Time: 6:30pmVenue: David Sizer Lecture Theatre Francis Bancroft Building, Mile End Campus
It is important today to figure out what ‘slave’ means, or what functions the term can serve. The Enlightenment sees an industrial increase in the slave trade to colonies which are struggling to free themselves from the yoke of European tyranny, borrowing the rhetoric of philosophes claiming liberty, equality and fraternity. But for whom? The philosophical assertion of a decisive split between man and beast (still dominant today) plays an important role in slaving cultures on both macro and micro levels. Two intertwined strategies – domestication and terror – are used against those who are not ‘brothers’. Rousseau, Defoe and Crèvecoeur provide critical examples.

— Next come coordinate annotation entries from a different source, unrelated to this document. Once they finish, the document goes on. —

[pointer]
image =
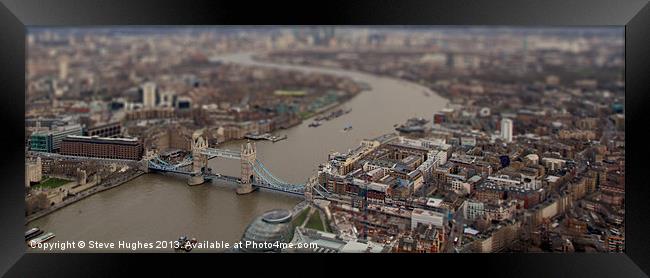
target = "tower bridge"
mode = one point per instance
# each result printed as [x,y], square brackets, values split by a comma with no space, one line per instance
[253,172]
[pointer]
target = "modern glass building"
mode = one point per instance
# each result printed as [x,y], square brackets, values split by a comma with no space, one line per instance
[50,141]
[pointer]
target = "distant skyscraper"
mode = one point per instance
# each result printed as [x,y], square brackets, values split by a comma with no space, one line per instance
[63,68]
[149,94]
[506,130]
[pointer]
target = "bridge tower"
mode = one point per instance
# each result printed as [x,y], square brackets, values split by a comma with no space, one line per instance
[248,153]
[199,160]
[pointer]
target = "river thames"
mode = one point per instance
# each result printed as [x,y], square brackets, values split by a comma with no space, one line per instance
[163,207]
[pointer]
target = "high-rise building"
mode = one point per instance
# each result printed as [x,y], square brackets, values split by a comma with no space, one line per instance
[506,130]
[63,68]
[149,94]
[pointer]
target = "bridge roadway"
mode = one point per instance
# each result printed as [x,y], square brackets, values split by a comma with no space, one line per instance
[256,182]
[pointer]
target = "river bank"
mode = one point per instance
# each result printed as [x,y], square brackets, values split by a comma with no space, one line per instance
[82,195]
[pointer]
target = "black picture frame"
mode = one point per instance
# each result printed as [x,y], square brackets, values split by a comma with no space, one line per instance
[634,15]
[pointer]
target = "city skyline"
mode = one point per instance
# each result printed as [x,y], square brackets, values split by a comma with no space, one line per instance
[432,139]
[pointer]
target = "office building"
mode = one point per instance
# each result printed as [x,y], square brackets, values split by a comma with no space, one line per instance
[114,148]
[149,94]
[506,130]
[106,130]
[50,141]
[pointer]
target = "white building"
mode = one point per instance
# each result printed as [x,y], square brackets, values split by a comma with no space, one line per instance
[34,171]
[426,217]
[460,187]
[473,209]
[506,130]
[149,94]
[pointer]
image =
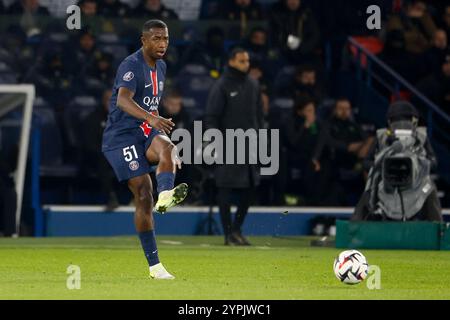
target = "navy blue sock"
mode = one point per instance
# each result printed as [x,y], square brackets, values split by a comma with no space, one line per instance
[148,242]
[165,181]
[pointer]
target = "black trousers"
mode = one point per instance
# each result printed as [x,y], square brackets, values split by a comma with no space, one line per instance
[431,210]
[245,197]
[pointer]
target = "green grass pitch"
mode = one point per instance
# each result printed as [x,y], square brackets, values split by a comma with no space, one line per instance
[273,268]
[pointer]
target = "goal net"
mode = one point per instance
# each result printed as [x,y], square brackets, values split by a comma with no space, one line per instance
[16,107]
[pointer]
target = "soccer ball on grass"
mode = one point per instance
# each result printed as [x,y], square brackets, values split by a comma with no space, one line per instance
[351,267]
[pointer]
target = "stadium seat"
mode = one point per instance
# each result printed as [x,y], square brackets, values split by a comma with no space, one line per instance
[194,82]
[74,114]
[283,78]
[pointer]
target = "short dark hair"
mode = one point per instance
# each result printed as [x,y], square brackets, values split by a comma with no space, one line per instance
[339,99]
[154,23]
[235,51]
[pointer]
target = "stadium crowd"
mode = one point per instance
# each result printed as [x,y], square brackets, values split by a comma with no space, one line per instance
[295,47]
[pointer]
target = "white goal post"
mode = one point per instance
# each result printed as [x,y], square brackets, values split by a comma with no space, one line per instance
[19,176]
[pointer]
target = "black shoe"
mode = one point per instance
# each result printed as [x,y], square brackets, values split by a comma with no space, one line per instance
[231,240]
[241,239]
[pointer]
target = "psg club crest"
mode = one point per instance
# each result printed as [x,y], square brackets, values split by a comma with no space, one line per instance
[128,76]
[134,165]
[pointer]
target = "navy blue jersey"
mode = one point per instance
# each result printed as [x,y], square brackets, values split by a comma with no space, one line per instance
[147,84]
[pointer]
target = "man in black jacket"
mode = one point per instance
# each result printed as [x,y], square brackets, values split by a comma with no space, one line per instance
[234,102]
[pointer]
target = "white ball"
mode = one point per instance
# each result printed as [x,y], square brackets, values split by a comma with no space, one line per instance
[351,267]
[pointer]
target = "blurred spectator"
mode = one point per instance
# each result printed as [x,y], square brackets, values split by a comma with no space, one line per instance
[8,196]
[346,144]
[242,11]
[257,44]
[394,54]
[102,69]
[91,137]
[438,51]
[153,9]
[54,80]
[88,7]
[113,9]
[30,11]
[87,54]
[28,7]
[172,107]
[210,54]
[15,54]
[305,82]
[301,134]
[294,30]
[446,20]
[416,24]
[437,86]
[256,72]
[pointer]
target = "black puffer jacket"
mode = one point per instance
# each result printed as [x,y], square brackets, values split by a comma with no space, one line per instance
[235,102]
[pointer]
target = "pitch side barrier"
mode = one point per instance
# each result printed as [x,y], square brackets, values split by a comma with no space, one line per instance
[62,220]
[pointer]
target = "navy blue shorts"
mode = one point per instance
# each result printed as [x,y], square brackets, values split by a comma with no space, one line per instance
[129,160]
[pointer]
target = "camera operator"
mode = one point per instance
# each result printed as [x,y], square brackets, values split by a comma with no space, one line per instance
[399,186]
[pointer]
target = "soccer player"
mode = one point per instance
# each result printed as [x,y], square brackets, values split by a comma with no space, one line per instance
[135,137]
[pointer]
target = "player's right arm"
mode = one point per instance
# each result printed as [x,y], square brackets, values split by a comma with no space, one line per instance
[126,103]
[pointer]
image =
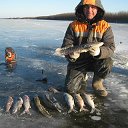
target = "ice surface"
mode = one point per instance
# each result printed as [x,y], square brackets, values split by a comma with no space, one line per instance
[35,42]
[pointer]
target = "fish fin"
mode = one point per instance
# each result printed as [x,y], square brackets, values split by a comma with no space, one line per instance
[27,112]
[23,112]
[93,110]
[84,109]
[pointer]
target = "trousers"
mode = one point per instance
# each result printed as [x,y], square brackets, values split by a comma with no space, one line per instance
[76,75]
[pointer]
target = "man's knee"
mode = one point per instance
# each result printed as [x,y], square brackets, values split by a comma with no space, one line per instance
[103,67]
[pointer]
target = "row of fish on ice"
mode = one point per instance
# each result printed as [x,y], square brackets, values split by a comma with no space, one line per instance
[78,100]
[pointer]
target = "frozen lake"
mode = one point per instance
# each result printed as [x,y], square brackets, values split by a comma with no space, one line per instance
[34,42]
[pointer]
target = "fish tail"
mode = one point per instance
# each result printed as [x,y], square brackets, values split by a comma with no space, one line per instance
[23,112]
[27,112]
[70,110]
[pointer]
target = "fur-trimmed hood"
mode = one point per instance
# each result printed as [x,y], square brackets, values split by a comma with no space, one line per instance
[80,15]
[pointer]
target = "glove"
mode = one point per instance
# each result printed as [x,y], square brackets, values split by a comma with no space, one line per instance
[74,55]
[95,50]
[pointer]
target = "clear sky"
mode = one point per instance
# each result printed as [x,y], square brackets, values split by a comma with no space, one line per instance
[22,8]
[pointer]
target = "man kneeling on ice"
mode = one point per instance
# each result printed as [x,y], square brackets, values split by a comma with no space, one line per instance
[89,27]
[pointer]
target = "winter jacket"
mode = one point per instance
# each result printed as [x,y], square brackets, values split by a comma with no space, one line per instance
[82,31]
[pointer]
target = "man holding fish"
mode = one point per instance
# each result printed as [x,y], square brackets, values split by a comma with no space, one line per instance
[89,28]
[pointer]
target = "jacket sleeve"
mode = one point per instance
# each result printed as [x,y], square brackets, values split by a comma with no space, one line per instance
[68,41]
[108,48]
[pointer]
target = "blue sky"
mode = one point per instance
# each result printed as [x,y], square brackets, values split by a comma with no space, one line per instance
[22,8]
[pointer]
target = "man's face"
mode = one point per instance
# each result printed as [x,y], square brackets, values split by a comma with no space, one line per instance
[90,11]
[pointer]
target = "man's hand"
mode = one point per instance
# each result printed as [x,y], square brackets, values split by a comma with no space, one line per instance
[74,55]
[95,50]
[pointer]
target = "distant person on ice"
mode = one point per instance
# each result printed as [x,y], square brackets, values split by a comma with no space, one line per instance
[89,27]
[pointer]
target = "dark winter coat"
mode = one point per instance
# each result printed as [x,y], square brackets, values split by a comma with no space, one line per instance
[82,31]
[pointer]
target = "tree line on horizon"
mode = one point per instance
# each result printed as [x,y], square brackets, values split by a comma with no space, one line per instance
[120,17]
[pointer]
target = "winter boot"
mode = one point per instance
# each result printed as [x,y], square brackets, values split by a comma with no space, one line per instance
[83,84]
[98,87]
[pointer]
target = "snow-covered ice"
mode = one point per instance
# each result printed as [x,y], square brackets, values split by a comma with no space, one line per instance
[35,42]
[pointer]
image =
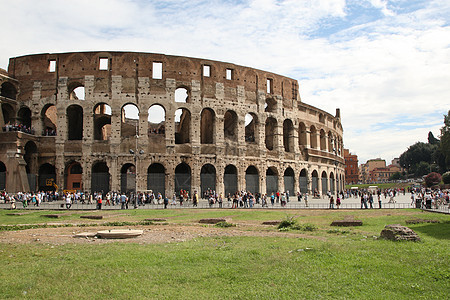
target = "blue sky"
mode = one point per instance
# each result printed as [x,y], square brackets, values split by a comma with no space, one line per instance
[385,64]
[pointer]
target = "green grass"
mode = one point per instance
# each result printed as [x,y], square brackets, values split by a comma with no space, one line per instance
[328,263]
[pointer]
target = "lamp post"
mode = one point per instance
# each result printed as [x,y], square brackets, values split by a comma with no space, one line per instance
[135,153]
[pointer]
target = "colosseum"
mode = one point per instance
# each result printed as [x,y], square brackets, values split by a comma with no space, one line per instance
[125,121]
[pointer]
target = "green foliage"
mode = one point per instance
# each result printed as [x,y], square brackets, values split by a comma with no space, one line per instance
[224,224]
[432,179]
[446,177]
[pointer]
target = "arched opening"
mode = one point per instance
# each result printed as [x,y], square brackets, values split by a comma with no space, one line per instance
[270,130]
[332,183]
[183,178]
[8,90]
[47,177]
[129,125]
[74,122]
[252,180]
[271,105]
[208,179]
[100,177]
[230,125]
[76,91]
[251,129]
[331,142]
[289,181]
[271,181]
[31,159]
[182,126]
[324,183]
[288,135]
[2,176]
[49,118]
[181,95]
[156,179]
[24,118]
[73,175]
[128,178]
[313,137]
[102,122]
[302,134]
[207,126]
[156,120]
[8,114]
[323,140]
[230,179]
[315,183]
[303,181]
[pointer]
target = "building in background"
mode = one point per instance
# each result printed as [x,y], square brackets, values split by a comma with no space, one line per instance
[351,167]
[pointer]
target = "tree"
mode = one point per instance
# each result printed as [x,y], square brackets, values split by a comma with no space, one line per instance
[446,177]
[445,140]
[431,139]
[432,179]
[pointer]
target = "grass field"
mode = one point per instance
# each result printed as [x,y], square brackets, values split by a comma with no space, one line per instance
[327,263]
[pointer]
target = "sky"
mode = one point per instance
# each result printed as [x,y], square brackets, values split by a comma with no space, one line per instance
[384,64]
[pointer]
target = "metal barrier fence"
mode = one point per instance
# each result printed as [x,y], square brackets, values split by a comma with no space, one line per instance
[203,204]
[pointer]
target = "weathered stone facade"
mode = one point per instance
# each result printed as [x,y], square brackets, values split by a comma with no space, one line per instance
[236,128]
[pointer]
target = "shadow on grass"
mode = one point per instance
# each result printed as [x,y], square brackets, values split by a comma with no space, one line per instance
[436,230]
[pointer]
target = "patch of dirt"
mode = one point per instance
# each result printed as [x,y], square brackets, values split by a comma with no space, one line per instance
[153,234]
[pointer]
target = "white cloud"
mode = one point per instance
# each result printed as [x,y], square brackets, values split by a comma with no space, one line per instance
[391,69]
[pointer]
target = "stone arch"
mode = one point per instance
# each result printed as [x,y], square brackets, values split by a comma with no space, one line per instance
[313,136]
[102,122]
[288,135]
[73,176]
[271,180]
[74,115]
[332,183]
[8,90]
[8,114]
[323,140]
[182,94]
[207,179]
[47,177]
[2,176]
[24,116]
[230,179]
[157,120]
[76,91]
[303,181]
[252,180]
[49,118]
[156,178]
[129,121]
[207,126]
[128,178]
[270,105]
[100,177]
[270,130]
[183,178]
[324,183]
[315,182]
[302,138]
[230,125]
[251,128]
[289,181]
[182,126]
[31,159]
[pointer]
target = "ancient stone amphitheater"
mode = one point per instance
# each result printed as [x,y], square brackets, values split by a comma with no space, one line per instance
[123,121]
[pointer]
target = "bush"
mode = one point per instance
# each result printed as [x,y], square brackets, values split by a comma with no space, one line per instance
[432,179]
[446,177]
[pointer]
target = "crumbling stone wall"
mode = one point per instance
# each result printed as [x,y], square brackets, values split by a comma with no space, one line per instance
[285,134]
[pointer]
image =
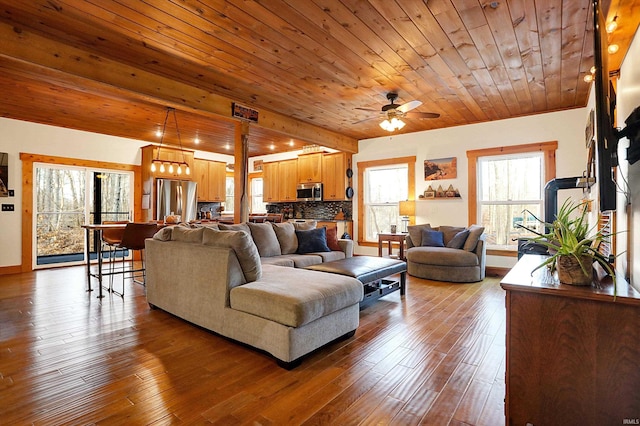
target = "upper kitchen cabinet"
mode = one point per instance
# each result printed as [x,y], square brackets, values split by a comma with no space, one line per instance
[167,156]
[270,189]
[211,178]
[310,168]
[335,179]
[287,172]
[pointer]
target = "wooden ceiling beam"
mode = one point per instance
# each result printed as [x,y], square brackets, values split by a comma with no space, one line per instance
[88,71]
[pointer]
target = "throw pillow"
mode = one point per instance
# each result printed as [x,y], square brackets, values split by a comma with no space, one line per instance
[312,240]
[475,232]
[432,238]
[237,227]
[265,238]
[164,234]
[332,239]
[459,239]
[286,234]
[415,233]
[243,246]
[450,232]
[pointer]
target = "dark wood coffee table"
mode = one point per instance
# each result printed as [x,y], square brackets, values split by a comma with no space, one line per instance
[372,272]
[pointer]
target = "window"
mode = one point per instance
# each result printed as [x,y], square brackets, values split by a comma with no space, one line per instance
[228,201]
[509,195]
[385,183]
[65,198]
[508,184]
[257,203]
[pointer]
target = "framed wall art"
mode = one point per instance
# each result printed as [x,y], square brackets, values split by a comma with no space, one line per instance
[4,174]
[441,168]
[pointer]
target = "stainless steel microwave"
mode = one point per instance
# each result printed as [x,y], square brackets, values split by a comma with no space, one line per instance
[309,192]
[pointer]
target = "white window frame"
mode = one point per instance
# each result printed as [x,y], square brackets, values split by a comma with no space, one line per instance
[509,202]
[410,162]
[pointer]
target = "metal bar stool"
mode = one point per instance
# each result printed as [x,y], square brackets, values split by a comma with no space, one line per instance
[133,239]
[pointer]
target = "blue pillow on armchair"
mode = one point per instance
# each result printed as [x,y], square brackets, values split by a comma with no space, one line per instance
[432,238]
[312,240]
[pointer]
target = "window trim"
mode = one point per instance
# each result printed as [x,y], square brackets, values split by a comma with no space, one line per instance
[549,155]
[411,188]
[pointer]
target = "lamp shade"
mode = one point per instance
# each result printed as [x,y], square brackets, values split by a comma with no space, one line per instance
[407,208]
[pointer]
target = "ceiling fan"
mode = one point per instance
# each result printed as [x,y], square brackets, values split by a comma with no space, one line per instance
[393,113]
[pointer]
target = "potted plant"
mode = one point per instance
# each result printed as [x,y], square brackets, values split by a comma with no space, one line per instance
[572,245]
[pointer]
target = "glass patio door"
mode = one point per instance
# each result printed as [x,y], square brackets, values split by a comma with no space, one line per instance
[65,198]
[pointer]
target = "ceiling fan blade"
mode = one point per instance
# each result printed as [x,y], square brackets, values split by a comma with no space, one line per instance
[409,106]
[422,115]
[366,119]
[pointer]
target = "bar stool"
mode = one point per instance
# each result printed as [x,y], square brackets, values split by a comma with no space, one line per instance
[133,239]
[110,238]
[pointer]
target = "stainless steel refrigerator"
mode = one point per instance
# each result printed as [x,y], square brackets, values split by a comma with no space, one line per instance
[177,197]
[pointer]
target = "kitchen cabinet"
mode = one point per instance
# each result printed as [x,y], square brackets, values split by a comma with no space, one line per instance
[270,188]
[211,178]
[334,176]
[571,351]
[310,168]
[287,172]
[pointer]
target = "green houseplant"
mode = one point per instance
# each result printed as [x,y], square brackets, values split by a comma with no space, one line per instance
[572,244]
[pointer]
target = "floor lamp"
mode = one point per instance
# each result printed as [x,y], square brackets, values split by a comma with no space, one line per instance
[406,208]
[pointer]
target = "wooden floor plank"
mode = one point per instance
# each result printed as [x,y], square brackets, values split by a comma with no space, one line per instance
[434,356]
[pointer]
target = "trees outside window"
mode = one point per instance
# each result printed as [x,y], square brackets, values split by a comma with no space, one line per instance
[506,189]
[384,184]
[510,193]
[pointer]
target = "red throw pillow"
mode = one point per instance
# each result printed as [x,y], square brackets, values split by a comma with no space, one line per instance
[332,239]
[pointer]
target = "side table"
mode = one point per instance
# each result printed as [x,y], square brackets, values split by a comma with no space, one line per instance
[391,238]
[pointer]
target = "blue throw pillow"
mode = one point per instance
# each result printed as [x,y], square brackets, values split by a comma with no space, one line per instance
[432,238]
[459,239]
[312,240]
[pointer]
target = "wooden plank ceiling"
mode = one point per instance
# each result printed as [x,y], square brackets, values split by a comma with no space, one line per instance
[114,67]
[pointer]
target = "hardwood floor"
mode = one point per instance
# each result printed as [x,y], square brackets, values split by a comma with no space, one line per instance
[435,356]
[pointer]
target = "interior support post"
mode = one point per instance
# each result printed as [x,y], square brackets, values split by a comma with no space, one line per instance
[241,172]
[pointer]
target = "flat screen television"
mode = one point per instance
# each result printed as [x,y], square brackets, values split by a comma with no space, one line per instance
[606,139]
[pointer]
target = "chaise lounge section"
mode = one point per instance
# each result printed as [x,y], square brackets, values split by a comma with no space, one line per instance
[215,279]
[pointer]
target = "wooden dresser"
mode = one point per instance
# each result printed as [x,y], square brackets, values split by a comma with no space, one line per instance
[572,353]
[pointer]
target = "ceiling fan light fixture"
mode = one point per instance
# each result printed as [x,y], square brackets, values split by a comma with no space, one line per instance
[393,124]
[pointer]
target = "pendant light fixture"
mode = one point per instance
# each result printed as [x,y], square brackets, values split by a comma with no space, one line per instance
[157,163]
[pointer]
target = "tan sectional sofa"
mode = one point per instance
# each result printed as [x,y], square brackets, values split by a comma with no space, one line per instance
[215,279]
[459,255]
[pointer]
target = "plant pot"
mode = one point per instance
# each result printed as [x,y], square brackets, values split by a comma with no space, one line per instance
[570,271]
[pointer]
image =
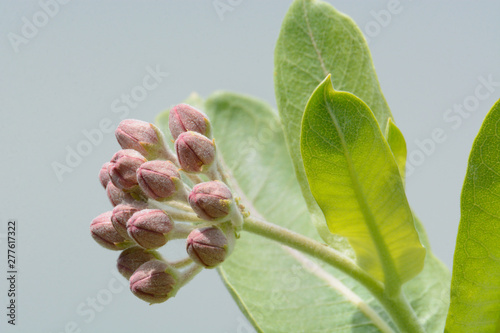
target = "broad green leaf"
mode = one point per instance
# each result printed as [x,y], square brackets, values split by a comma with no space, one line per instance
[316,40]
[429,292]
[397,143]
[355,180]
[475,286]
[280,290]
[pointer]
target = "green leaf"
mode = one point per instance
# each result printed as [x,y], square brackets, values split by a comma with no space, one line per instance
[316,40]
[278,289]
[355,180]
[475,287]
[397,143]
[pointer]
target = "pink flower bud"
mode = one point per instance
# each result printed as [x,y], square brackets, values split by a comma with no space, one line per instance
[117,196]
[149,228]
[121,214]
[104,233]
[184,117]
[104,177]
[154,282]
[195,152]
[130,259]
[159,180]
[139,135]
[211,200]
[123,167]
[208,246]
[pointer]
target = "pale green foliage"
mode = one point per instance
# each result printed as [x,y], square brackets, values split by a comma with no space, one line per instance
[355,180]
[475,288]
[276,291]
[317,40]
[397,142]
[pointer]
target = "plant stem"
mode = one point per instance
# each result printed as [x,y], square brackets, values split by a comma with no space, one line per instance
[398,308]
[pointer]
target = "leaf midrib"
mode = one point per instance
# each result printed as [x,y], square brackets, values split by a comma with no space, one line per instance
[391,278]
[363,307]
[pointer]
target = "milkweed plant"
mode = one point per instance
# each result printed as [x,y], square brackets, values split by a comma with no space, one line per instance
[302,211]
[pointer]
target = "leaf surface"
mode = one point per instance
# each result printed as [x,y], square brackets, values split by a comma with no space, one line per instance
[475,287]
[316,40]
[279,289]
[355,180]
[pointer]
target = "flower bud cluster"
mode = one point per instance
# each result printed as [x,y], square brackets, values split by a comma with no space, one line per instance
[158,196]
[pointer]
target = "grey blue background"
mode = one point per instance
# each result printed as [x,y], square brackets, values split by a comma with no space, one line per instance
[64,80]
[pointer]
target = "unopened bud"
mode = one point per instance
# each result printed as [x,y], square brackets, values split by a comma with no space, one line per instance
[142,136]
[159,180]
[211,200]
[123,167]
[196,153]
[121,214]
[154,282]
[117,196]
[104,177]
[184,117]
[130,259]
[149,228]
[209,246]
[104,233]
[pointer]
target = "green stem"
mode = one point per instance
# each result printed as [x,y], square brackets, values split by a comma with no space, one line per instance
[397,306]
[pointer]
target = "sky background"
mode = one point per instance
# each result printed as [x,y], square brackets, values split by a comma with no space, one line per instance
[63,80]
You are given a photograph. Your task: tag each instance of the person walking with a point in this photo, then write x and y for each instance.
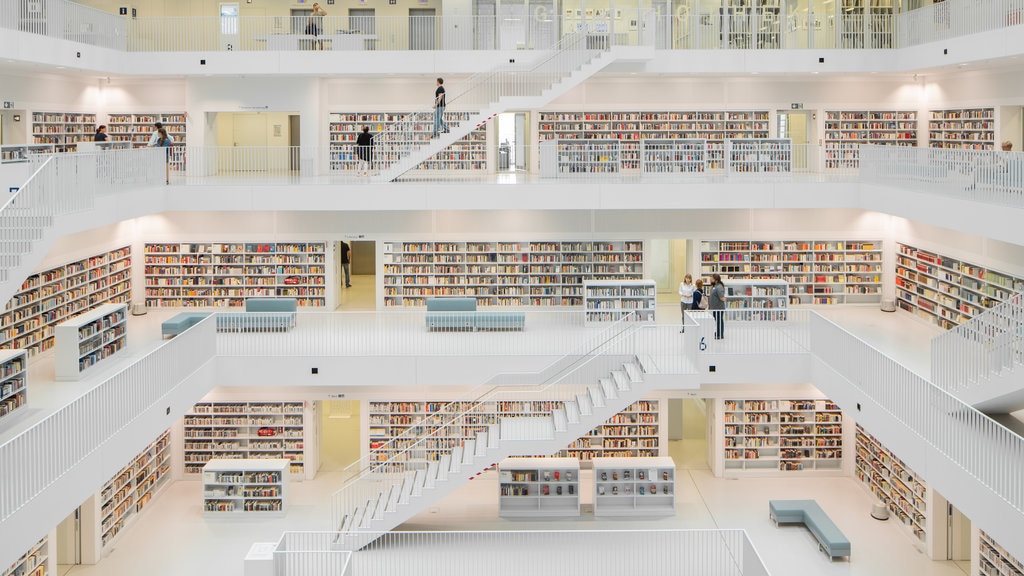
(365, 151)
(686, 288)
(439, 125)
(716, 302)
(346, 257)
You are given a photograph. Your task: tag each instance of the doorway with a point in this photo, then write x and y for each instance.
(421, 29)
(798, 125)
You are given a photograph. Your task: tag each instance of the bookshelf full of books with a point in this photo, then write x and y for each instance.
(634, 487)
(469, 153)
(539, 487)
(781, 436)
(611, 300)
(948, 291)
(846, 129)
(245, 487)
(994, 560)
(965, 128)
(224, 274)
(505, 273)
(636, 432)
(894, 484)
(62, 129)
(818, 272)
(49, 297)
(13, 380)
(247, 430)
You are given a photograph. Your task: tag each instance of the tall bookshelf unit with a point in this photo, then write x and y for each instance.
(33, 562)
(818, 272)
(62, 129)
(246, 486)
(247, 430)
(847, 128)
(784, 436)
(89, 338)
(972, 128)
(505, 273)
(124, 496)
(539, 487)
(636, 432)
(631, 127)
(947, 291)
(49, 297)
(470, 153)
(610, 300)
(994, 560)
(13, 380)
(894, 484)
(224, 274)
(136, 128)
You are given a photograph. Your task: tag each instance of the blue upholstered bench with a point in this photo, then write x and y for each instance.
(262, 315)
(830, 538)
(181, 322)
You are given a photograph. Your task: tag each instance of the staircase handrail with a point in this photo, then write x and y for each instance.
(986, 344)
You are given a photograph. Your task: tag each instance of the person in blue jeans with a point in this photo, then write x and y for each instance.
(439, 125)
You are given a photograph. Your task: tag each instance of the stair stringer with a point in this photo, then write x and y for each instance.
(473, 464)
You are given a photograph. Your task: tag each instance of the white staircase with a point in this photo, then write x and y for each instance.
(393, 491)
(510, 86)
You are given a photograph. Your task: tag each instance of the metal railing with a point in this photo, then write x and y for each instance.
(981, 175)
(983, 346)
(681, 552)
(69, 436)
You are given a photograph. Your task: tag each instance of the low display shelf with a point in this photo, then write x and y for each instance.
(894, 484)
(994, 560)
(89, 338)
(539, 487)
(634, 487)
(245, 486)
(13, 380)
(610, 300)
(781, 436)
(948, 291)
(818, 272)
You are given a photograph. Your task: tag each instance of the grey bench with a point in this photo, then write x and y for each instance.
(830, 538)
(180, 322)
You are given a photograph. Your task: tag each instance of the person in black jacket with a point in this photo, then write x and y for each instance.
(365, 151)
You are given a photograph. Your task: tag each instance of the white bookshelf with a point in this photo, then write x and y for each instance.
(89, 338)
(765, 437)
(846, 129)
(49, 297)
(505, 273)
(818, 272)
(994, 560)
(972, 128)
(948, 291)
(245, 487)
(469, 153)
(248, 430)
(894, 484)
(634, 487)
(539, 487)
(610, 300)
(224, 274)
(62, 129)
(13, 380)
(33, 563)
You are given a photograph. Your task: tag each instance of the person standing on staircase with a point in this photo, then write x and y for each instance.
(439, 125)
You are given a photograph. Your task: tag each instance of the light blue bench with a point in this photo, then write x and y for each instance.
(181, 322)
(461, 314)
(830, 538)
(262, 315)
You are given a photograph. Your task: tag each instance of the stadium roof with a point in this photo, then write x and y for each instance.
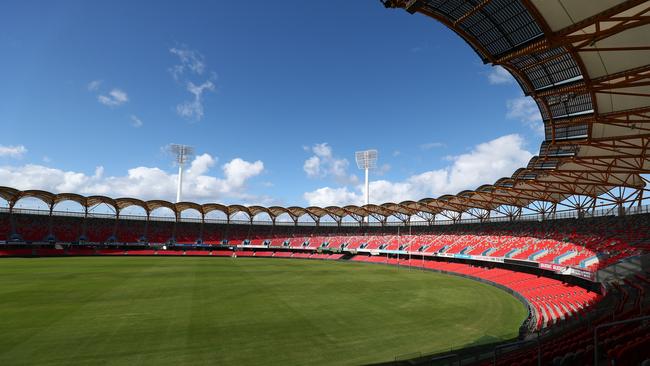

Judith Still is Professor of French and Critical Theory at the University of Nottingham. She is the author of Justice and Difference (1993), Feminine Economies (1997), Derrida and Hospitality (2010, Gapper Prize winner 2011) and Enlightenment Hospitality (2011). She is also the editor of Men's Bodies (2003), and co-editor with M. Worton of Intertextuality (1990) and Textuality and Sexuality (1993); with D. Knight of Women and Representation (1995) and Theory-tinged Criticism (2009); with S. Ribeiro de Oliveira of Brazilian Feminisms (1999); with Atack et al of Women, Genre and Circumstance (2012). She is currently working on Derrida and Other Animals.